After I hit the ‘Post’ button, gravity released its extra-strong grip it’s had on me since I found Jeb in her room. I was still weighted down, but now I could at least breathe again. I hadn’t done much, but I wasn’t staying quiet like others have. My post might wallow in the ether, or it might get set Jeb’s sights on me, but I’ve done what I can for now.

But when I stood and washed my face, I stared into my own green eyes. There was one other thing I could do. Something Joan had said spurred me on to stay away through the night reading all about acting tips and experiences. I even finished the audition DVDs Cory left out for me nights ago. But what I couldn’t find is the script.

Which is what has me shaking Cory awake the moment the first rays lift the veil of the long night I’ve had.

Cory reaches for his phone, but when he pulls it out, it’s dead. He then goes for his watch, but he took it off in his drunken stupor the night before, and it’s currently holding a meeting with the dust bunnies behind the headboard.

“What time is it?”

“Six. Which gives me three hours before we head to the studio to rehearse. But I need that script. I thought we left it upstairs, but I’ve looked everywhere—hey! Don’t go back to sleep!”
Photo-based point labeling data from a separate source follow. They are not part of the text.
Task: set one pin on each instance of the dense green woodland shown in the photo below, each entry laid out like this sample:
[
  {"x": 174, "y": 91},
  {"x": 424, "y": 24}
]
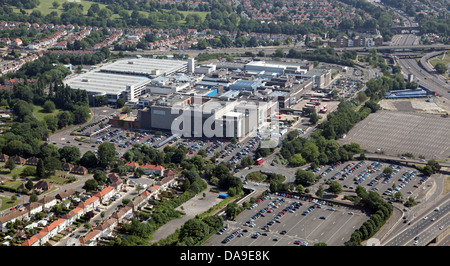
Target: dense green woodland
[{"x": 131, "y": 13}]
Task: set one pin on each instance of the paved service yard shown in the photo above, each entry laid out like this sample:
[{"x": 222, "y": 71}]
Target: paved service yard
[
  {"x": 321, "y": 224},
  {"x": 395, "y": 133}
]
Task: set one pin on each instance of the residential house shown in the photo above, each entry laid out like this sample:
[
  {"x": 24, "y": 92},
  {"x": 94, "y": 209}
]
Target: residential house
[
  {"x": 12, "y": 217},
  {"x": 74, "y": 214},
  {"x": 133, "y": 166},
  {"x": 35, "y": 240},
  {"x": 154, "y": 191},
  {"x": 67, "y": 166},
  {"x": 91, "y": 238},
  {"x": 48, "y": 202},
  {"x": 90, "y": 204},
  {"x": 33, "y": 208},
  {"x": 115, "y": 181},
  {"x": 17, "y": 159},
  {"x": 4, "y": 157},
  {"x": 137, "y": 203},
  {"x": 150, "y": 169},
  {"x": 52, "y": 230},
  {"x": 107, "y": 227},
  {"x": 42, "y": 186},
  {"x": 61, "y": 196},
  {"x": 167, "y": 182},
  {"x": 123, "y": 214},
  {"x": 79, "y": 170},
  {"x": 105, "y": 194},
  {"x": 32, "y": 161}
]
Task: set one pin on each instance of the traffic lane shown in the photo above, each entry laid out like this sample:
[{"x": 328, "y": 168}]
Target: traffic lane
[
  {"x": 410, "y": 66},
  {"x": 419, "y": 224}
]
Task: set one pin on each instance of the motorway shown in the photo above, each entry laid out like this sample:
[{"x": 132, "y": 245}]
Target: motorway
[
  {"x": 423, "y": 77},
  {"x": 425, "y": 227}
]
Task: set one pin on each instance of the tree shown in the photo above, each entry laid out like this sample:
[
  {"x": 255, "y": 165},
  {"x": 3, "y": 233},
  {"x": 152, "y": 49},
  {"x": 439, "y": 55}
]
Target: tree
[
  {"x": 89, "y": 160},
  {"x": 10, "y": 164},
  {"x": 106, "y": 154},
  {"x": 90, "y": 185},
  {"x": 49, "y": 106},
  {"x": 441, "y": 67},
  {"x": 33, "y": 197},
  {"x": 120, "y": 102},
  {"x": 195, "y": 229},
  {"x": 55, "y": 4},
  {"x": 232, "y": 210},
  {"x": 297, "y": 160},
  {"x": 100, "y": 177},
  {"x": 335, "y": 187},
  {"x": 70, "y": 153},
  {"x": 313, "y": 118},
  {"x": 40, "y": 169},
  {"x": 304, "y": 178}
]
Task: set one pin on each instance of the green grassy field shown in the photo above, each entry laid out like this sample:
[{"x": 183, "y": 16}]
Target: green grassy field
[
  {"x": 38, "y": 112},
  {"x": 46, "y": 6}
]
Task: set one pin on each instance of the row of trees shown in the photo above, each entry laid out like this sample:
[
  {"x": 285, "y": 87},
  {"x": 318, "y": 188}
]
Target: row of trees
[{"x": 380, "y": 210}]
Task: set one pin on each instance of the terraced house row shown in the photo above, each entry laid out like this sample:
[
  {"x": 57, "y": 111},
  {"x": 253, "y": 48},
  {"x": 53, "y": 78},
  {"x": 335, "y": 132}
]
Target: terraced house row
[{"x": 87, "y": 207}]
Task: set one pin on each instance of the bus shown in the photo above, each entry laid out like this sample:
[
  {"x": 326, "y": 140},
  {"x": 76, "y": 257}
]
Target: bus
[{"x": 259, "y": 161}]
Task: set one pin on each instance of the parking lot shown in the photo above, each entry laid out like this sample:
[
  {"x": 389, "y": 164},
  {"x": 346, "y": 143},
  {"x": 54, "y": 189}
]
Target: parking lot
[
  {"x": 368, "y": 174},
  {"x": 278, "y": 220},
  {"x": 395, "y": 133}
]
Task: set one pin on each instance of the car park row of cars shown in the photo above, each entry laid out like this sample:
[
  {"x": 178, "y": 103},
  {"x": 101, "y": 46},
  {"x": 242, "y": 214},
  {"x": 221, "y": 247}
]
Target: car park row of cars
[{"x": 371, "y": 174}]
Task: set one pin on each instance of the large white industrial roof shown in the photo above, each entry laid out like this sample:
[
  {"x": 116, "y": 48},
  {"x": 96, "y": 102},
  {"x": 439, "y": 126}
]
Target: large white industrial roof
[
  {"x": 145, "y": 66},
  {"x": 101, "y": 82}
]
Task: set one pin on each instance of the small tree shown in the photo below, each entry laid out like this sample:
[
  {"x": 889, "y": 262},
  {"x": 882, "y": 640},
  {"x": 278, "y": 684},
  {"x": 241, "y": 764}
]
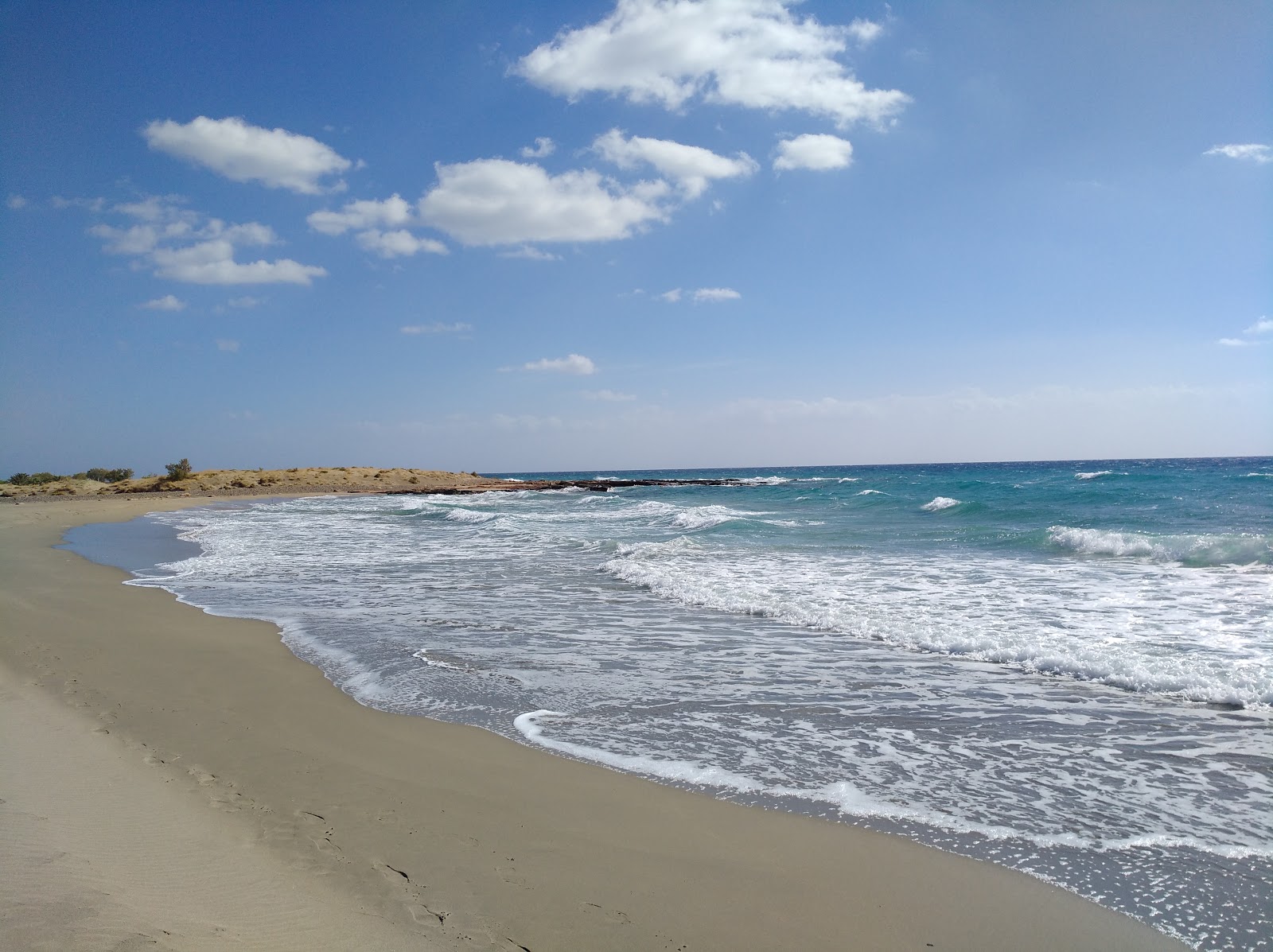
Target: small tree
[{"x": 102, "y": 475}]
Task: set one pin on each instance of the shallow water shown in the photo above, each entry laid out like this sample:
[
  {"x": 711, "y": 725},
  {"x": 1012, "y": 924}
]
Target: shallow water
[{"x": 1063, "y": 667}]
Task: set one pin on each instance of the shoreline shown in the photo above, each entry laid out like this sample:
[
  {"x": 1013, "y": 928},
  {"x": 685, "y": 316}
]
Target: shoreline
[{"x": 457, "y": 837}]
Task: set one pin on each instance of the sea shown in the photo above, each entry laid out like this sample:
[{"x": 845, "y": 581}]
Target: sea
[{"x": 1061, "y": 667}]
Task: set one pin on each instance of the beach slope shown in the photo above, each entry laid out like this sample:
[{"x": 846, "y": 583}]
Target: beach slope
[{"x": 203, "y": 788}]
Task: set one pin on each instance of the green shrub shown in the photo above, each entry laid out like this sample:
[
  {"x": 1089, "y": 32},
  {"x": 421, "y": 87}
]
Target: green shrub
[{"x": 101, "y": 475}]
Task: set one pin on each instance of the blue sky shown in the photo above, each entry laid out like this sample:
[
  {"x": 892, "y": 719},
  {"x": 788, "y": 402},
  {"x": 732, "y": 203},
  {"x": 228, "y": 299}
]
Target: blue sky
[{"x": 665, "y": 233}]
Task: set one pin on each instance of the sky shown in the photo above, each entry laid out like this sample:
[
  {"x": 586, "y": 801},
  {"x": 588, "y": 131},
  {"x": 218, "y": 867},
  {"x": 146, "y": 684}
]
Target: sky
[{"x": 656, "y": 233}]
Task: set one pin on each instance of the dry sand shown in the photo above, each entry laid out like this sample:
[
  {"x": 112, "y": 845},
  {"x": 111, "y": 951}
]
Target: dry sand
[{"x": 178, "y": 780}]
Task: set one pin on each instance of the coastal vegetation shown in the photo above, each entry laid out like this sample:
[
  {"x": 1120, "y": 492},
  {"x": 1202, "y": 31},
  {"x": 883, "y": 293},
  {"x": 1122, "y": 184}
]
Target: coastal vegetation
[
  {"x": 184, "y": 479},
  {"x": 95, "y": 475}
]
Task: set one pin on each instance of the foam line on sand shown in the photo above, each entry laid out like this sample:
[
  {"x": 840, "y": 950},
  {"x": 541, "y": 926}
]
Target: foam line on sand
[{"x": 203, "y": 788}]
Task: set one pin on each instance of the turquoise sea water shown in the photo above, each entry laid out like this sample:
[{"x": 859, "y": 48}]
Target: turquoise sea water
[{"x": 1062, "y": 667}]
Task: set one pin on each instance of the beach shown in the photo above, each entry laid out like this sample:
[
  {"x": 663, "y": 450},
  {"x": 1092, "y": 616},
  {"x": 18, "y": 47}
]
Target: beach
[{"x": 181, "y": 780}]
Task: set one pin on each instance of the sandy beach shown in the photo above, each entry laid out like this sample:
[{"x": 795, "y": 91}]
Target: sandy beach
[{"x": 177, "y": 780}]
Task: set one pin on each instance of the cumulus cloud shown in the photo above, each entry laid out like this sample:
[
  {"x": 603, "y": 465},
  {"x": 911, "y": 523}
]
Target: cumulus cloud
[
  {"x": 394, "y": 212},
  {"x": 691, "y": 165},
  {"x": 95, "y": 205},
  {"x": 531, "y": 254},
  {"x": 213, "y": 262},
  {"x": 543, "y": 148},
  {"x": 1249, "y": 336},
  {"x": 169, "y": 302},
  {"x": 865, "y": 31},
  {"x": 458, "y": 328},
  {"x": 742, "y": 52},
  {"x": 572, "y": 364},
  {"x": 399, "y": 243},
  {"x": 716, "y": 294},
  {"x": 496, "y": 201},
  {"x": 243, "y": 153},
  {"x": 819, "y": 153},
  {"x": 1248, "y": 152},
  {"x": 700, "y": 296},
  {"x": 184, "y": 246}
]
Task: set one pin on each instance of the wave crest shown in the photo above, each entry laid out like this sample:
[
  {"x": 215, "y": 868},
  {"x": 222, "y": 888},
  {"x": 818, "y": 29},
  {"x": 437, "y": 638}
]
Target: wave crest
[{"x": 1202, "y": 550}]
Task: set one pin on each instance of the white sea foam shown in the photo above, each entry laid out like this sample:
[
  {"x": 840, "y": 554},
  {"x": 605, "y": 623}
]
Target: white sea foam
[
  {"x": 676, "y": 770},
  {"x": 470, "y": 515},
  {"x": 702, "y": 517},
  {"x": 436, "y": 662},
  {"x": 940, "y": 608},
  {"x": 899, "y": 685},
  {"x": 1196, "y": 550}
]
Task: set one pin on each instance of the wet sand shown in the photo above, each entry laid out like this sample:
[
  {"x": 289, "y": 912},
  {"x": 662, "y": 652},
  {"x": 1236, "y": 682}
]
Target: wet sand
[{"x": 178, "y": 780}]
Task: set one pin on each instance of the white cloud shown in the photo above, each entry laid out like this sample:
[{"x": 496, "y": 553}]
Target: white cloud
[
  {"x": 213, "y": 262},
  {"x": 394, "y": 212},
  {"x": 714, "y": 294},
  {"x": 572, "y": 364},
  {"x": 1251, "y": 152},
  {"x": 531, "y": 254},
  {"x": 543, "y": 148},
  {"x": 243, "y": 153},
  {"x": 814, "y": 152},
  {"x": 57, "y": 201},
  {"x": 865, "y": 31},
  {"x": 181, "y": 245},
  {"x": 400, "y": 243},
  {"x": 496, "y": 201},
  {"x": 742, "y": 52},
  {"x": 691, "y": 165},
  {"x": 169, "y": 302},
  {"x": 458, "y": 328},
  {"x": 700, "y": 294}
]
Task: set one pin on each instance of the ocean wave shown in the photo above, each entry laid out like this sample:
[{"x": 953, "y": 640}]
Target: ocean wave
[
  {"x": 470, "y": 515},
  {"x": 704, "y": 517},
  {"x": 944, "y": 615},
  {"x": 1201, "y": 550},
  {"x": 675, "y": 770}
]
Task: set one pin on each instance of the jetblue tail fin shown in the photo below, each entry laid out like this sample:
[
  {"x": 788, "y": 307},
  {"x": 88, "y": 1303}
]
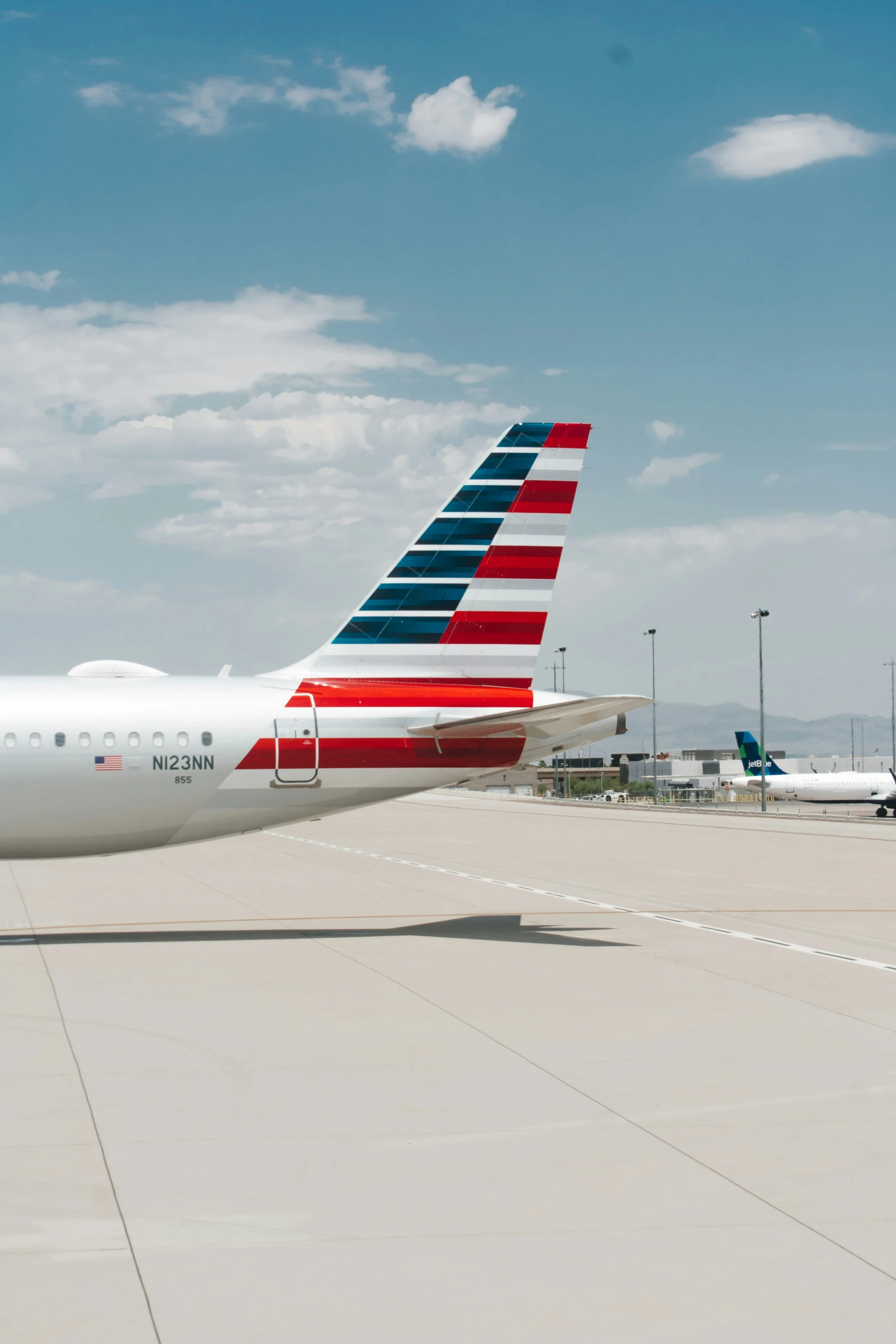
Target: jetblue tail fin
[
  {"x": 469, "y": 597},
  {"x": 751, "y": 757}
]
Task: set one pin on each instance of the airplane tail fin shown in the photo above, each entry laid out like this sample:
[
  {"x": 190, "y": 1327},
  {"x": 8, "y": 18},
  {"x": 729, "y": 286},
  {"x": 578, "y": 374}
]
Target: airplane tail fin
[
  {"x": 469, "y": 596},
  {"x": 751, "y": 757}
]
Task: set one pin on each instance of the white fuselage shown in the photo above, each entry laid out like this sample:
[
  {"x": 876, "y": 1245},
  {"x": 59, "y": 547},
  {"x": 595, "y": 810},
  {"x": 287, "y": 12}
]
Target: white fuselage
[
  {"x": 100, "y": 765},
  {"x": 832, "y": 786}
]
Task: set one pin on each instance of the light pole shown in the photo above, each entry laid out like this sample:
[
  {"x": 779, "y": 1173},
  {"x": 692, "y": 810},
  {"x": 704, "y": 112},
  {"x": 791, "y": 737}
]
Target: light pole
[
  {"x": 758, "y": 616},
  {"x": 562, "y": 651},
  {"x": 652, "y": 632}
]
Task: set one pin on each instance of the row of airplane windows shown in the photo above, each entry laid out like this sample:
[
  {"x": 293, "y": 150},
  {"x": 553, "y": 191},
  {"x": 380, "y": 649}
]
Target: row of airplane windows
[{"x": 108, "y": 739}]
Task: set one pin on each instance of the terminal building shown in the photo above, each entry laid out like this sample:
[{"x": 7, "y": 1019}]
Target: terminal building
[{"x": 692, "y": 772}]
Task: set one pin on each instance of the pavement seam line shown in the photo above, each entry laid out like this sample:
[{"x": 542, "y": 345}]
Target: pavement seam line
[
  {"x": 601, "y": 905},
  {"x": 93, "y": 1119},
  {"x": 610, "y": 1111}
]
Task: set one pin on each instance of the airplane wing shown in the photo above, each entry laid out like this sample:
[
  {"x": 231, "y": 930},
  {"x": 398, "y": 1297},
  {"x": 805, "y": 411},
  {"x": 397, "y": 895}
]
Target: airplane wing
[{"x": 547, "y": 723}]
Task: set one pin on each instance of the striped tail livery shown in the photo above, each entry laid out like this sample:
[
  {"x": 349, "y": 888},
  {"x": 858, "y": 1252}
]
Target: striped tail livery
[{"x": 428, "y": 683}]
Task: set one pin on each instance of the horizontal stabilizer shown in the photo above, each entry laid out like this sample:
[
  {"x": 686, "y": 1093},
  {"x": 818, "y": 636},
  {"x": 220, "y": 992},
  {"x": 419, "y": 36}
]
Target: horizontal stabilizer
[{"x": 544, "y": 725}]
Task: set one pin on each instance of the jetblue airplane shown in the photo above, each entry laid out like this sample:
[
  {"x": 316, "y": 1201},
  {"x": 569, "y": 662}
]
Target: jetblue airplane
[
  {"x": 428, "y": 683},
  {"x": 833, "y": 786}
]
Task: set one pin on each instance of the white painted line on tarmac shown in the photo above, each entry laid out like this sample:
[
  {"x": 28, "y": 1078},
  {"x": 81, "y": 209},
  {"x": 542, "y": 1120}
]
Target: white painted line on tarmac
[{"x": 585, "y": 901}]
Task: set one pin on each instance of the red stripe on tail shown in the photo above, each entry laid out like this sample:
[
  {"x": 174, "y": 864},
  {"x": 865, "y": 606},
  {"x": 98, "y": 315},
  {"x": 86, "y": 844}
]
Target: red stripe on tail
[
  {"x": 520, "y": 562},
  {"x": 495, "y": 628},
  {"x": 568, "y": 436},
  {"x": 544, "y": 498}
]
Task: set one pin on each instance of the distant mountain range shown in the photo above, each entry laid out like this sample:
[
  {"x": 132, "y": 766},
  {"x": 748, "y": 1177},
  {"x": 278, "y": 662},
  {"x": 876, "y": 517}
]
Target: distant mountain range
[{"x": 714, "y": 726}]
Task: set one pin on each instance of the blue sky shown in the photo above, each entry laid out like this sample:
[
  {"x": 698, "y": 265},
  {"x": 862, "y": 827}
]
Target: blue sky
[{"x": 194, "y": 478}]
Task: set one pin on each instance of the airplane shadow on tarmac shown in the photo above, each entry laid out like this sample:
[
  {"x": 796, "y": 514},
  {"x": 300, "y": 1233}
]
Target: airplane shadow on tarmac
[{"x": 491, "y": 928}]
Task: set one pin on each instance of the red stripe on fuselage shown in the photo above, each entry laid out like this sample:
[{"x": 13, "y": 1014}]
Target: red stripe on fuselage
[
  {"x": 568, "y": 436},
  {"x": 399, "y": 754},
  {"x": 544, "y": 498},
  {"x": 520, "y": 562},
  {"x": 495, "y": 628},
  {"x": 363, "y": 694}
]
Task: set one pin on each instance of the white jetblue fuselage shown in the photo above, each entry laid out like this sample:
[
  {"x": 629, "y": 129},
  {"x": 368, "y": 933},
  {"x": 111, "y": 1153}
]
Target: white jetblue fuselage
[{"x": 832, "y": 786}]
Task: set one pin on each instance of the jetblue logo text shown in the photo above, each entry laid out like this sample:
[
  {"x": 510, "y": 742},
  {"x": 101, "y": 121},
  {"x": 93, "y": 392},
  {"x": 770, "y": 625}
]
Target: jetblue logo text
[{"x": 183, "y": 762}]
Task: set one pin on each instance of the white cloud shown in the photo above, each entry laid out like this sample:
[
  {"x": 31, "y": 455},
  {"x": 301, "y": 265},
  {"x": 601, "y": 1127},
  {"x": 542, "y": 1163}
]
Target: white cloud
[
  {"x": 770, "y": 145},
  {"x": 205, "y": 106},
  {"x": 456, "y": 120},
  {"x": 250, "y": 406},
  {"x": 664, "y": 431},
  {"x": 33, "y": 593},
  {"x": 30, "y": 279},
  {"x": 358, "y": 93},
  {"x": 825, "y": 578},
  {"x": 451, "y": 118},
  {"x": 660, "y": 471},
  {"x": 104, "y": 96}
]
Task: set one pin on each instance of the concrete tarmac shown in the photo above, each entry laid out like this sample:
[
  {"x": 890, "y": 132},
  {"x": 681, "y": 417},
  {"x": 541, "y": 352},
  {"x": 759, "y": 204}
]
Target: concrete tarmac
[{"x": 274, "y": 1089}]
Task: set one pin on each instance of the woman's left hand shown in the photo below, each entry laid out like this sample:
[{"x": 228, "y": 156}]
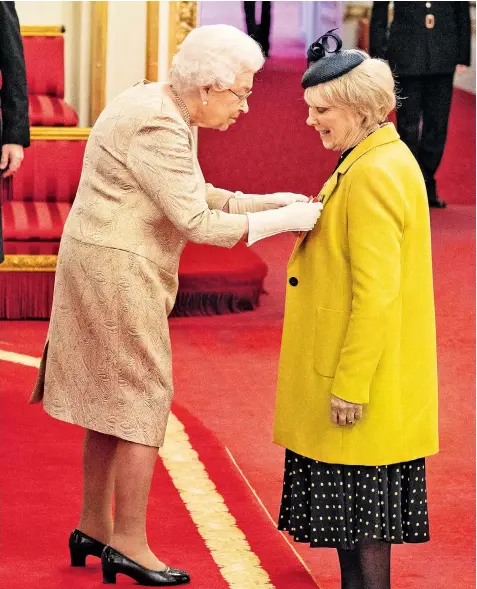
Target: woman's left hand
[
  {"x": 280, "y": 199},
  {"x": 344, "y": 413}
]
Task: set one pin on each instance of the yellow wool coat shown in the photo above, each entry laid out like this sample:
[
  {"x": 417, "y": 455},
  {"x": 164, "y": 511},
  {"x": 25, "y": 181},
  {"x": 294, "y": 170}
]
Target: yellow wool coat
[{"x": 359, "y": 315}]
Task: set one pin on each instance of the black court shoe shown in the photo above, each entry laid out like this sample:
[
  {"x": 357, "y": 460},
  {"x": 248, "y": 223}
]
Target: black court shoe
[
  {"x": 81, "y": 546},
  {"x": 114, "y": 562}
]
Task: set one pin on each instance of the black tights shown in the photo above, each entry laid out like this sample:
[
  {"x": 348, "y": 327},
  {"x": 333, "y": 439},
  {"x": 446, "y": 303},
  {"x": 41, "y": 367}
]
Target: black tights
[{"x": 366, "y": 567}]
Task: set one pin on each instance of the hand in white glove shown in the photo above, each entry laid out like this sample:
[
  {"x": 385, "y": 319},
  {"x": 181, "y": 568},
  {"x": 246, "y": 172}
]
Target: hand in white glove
[
  {"x": 298, "y": 216},
  {"x": 241, "y": 203}
]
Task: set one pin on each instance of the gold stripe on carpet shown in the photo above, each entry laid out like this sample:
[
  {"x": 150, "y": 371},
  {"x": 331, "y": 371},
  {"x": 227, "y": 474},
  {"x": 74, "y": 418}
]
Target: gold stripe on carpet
[
  {"x": 28, "y": 263},
  {"x": 19, "y": 358},
  {"x": 228, "y": 545}
]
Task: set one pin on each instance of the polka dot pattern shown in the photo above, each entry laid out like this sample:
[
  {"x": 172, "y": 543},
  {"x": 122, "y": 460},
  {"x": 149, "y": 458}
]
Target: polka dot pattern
[{"x": 338, "y": 506}]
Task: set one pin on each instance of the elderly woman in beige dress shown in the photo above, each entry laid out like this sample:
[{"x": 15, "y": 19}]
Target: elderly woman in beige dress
[{"x": 107, "y": 360}]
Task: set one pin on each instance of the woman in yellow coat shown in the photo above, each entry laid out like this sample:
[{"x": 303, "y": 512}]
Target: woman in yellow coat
[{"x": 357, "y": 389}]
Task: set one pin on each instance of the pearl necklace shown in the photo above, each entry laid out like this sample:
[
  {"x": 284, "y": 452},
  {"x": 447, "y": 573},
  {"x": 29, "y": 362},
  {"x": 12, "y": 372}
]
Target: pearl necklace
[{"x": 181, "y": 104}]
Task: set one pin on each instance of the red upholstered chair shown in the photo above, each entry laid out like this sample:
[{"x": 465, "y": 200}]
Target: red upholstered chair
[
  {"x": 43, "y": 192},
  {"x": 44, "y": 58}
]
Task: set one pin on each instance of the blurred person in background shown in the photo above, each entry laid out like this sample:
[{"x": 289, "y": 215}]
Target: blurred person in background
[
  {"x": 259, "y": 32},
  {"x": 14, "y": 123},
  {"x": 425, "y": 43}
]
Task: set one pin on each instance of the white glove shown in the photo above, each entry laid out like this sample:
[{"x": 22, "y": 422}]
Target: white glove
[
  {"x": 253, "y": 203},
  {"x": 298, "y": 216}
]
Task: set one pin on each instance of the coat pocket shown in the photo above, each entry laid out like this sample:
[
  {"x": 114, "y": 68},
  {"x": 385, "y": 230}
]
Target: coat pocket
[{"x": 330, "y": 333}]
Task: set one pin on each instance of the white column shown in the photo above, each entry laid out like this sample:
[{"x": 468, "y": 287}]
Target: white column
[{"x": 126, "y": 50}]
Cory has covered his head with a pillow in a weak attempt to avoid my furious energy. When I pull the pillow off him, he buries his face in the sheets. “Just leave me alone.”

“Like you left me alone last night to deal with all your guests? Guests like Jeb Eli?”

Cory is awake as fast as a house-cat hearing a tin can opening. “What did he do?”

“Let’s just say that if I hadn’t shown up when I did, there’s no telling what he might have done with our daughter.”

I could have stuck his finger in an electrical socket and had less of a reaction than this statement earns me. Cory shoots off the bed and is grabbing onto my wrist, asking, “What happened?”